Map of Canada and the United States showing mobility by region

This map of Canada and the United States depicts the probability of experiencing an intergenerational cycle of low income — being born to parents in the bottom fifth of the income distribution and then growing up to be an adult in the bottom fifth.

 
However, one relatively low-mobility cluster of communities is located almost exclusively within the United States, and includes large areas of the northeastern seaboard. This group of commuting zones includes almost 60 percent of the children in the study. “This American region is one of the drivers of the overall cross-country differences, with a distinct cross-border effect along the Great Lakes that extends through the northeastern United States and the Atlantic provinces,” the researchers write. “This U.S. area is both more affluent and more unequal than the adjacent Canadian areas, with higher inequality being associated with lower mobility.”
 
Very low levels of mobility in the South is another important factor behind lower intergenerational mobility in the United States than in Canada.
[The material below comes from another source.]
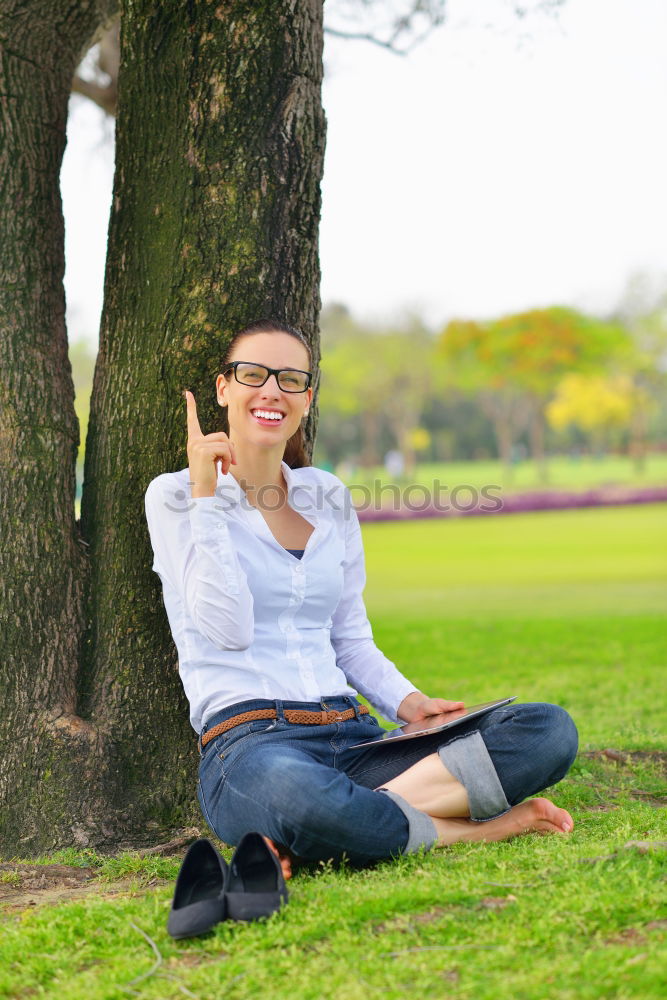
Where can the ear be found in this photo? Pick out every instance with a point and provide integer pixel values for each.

While some parts of northern Canada share these challenges, they represent a much smaller fraction of the Canadian population, the researchers note. “This is the elephant in the room to which simple cross-country comparisons do not draw enough attention: the U.S. mobility challenge may have to do with the longstanding issue of fully integrating the black population in the economic mainstream of cities and regions that have a long history of exclusion,” the researchers write.
 
While Canadian challenges may be just as important, likely associated with the indigenous populations in geographically isolated areas of the country, “there is no parallel in Canada for the magnitude of the experience in the American South.”